The Tropicana Las Vegas has seen hotel bookings fall 35 percent in the aftermath of the October 1 mass shooting on that Strip that left 58 dead and almost 500 wounded.
The Tropicana, located on the south Strip, not far where the shooting occurred at an outdoor music festival hosted on property owned by MGM Resorts International, saw the fall-off mostly in October and spilling over into November, said owner Penn National Gaming.
“Of the 35 percent increase in cancellations year over year (at the Tropicana), 80 percent of those were isolated to October and November,” said Penn President and COO Jay Snowden, speaking on a conference call to discuss the company’s third-quarter results.
“The cancellations were largely in the leisure-online travel agency segment,” he added. “In our group business, we didn’t have any cancellations and our casino block has held out very well. It’s really that leisure business that decided to cancel in the fourth quarter. We’ll see how it plays out in Q1 (2018).”
Penn is the first operator to quantify cancellations tied to the impact of the massacre, which was perpetrated by a lone gunman who rained automatic rifle fire on the festival audience for an estimated 10 minutes from a suite near the top of MGM’s Mandalay Bay. He reportedly killed himself as police closed in.
MGM is scheduled to report quarterly earnings on Wednesday, but it’s not clear whether the company will address cancellations.
Caesars Entertainment CEO Mark Frissora has said the company’s Strip properties have seen a decline, though Caesars has not detailed it to Penn’s extent and has stressed only that it’s mostly been seen among Asian guests.
“Because people in Asia are very respectful of the deaths that occurred, and they believe there should be a period of mourning,” he recently told the Las Vegas Review-Journal. “They wait for that period of mourning before they’ll return. I’ve heard that it’s sometimes a period of three months, four months, in that range.”
Wynn Resorts Chairman and CEO Steve Wynn addressed the impacts at some length during his company’s third-quarter earnings call on October 26, noting that Wynn has been working with MGM and Las Vegas Sands to develop plans for aiding victims of the shooting, two of them Wynn employees.
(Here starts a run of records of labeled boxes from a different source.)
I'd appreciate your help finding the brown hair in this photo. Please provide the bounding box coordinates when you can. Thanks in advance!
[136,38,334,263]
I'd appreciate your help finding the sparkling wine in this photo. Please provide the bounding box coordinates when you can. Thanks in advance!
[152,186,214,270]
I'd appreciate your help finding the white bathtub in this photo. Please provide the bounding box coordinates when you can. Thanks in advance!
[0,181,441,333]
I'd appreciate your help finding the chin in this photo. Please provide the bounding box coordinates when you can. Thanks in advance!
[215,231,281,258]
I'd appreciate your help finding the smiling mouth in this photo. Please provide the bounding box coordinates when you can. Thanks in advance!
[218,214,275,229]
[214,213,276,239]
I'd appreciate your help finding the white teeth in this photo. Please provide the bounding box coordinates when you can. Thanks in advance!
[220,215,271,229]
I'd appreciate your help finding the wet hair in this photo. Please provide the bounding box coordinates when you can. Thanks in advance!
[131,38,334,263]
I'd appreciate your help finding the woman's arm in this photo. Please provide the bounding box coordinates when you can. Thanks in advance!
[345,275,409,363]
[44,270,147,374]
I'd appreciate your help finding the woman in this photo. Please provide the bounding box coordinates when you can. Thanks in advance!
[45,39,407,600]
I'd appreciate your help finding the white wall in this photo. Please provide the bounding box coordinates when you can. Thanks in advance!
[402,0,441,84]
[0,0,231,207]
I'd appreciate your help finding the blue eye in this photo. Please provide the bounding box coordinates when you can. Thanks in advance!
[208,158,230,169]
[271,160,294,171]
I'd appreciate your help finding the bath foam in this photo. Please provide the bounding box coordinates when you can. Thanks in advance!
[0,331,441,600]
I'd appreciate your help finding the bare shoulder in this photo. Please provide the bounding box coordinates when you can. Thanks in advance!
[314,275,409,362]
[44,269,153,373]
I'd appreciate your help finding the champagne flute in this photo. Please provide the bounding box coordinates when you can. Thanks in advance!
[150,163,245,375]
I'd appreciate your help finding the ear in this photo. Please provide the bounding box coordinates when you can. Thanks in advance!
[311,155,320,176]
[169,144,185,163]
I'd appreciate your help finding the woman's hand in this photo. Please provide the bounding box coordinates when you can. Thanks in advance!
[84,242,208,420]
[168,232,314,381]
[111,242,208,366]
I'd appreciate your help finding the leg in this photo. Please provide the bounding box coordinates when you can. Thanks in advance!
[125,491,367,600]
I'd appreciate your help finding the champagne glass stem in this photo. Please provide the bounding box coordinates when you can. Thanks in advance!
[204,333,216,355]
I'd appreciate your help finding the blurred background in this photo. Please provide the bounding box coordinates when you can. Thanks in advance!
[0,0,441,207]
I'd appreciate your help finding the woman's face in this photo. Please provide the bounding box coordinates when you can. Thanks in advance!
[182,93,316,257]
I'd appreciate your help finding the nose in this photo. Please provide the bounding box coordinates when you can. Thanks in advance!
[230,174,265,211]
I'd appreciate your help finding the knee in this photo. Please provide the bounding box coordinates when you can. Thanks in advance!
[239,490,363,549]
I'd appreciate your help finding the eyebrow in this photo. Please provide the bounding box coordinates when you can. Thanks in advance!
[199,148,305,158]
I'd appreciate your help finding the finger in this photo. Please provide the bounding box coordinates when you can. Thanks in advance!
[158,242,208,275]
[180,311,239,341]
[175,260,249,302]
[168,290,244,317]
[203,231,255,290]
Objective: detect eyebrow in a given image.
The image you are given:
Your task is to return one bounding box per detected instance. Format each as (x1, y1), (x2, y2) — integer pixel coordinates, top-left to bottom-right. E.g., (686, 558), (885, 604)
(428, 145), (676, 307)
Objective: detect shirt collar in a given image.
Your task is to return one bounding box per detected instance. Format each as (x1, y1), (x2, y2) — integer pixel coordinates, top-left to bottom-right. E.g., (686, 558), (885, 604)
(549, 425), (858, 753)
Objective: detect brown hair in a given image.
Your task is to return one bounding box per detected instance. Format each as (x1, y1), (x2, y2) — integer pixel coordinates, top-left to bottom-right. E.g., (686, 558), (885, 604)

“The industry is getting together. We’re taking complete inventory of all of the damage that was done to the people there,” he said.
Wynn took the occasion of the call to emphasize the comprehensive nature of the measures his company has introduced, boosting security spending by $6 million-$7 million, to protect its properties from a similar disaster. They include experimental new technologies that can identify metal objects on a patron or underneath a patron’s clothing through a television screen.
“We beat the bushes to find out everything that we could throw at this problem to harden as a target, with the idea that if someone was looking at the hotel, they would see that we had met the threat level in a number of ways and they’d move on someplace else,” he explained. “This would be a tough place to survive for more than three minutes if you had a gun on you.”
On Penn’s call, CEO Tim Wilmott made it a point to applaud the Tropicana staff for their response to the tragedy.
“We had hundreds and hundreds of concert-goers come into our facility seeking shelter,” he said. “Our team there never trained for this, but they reacted heroically and were able to bring comfort, compassion, shelter, help the wounded get to health-care facilities, provide blankets, sheets, pillows to a large number of people who stayed overnight in our ballroom. They were the real heroes of our company that night. I wanted to say thank you again for a job well done.”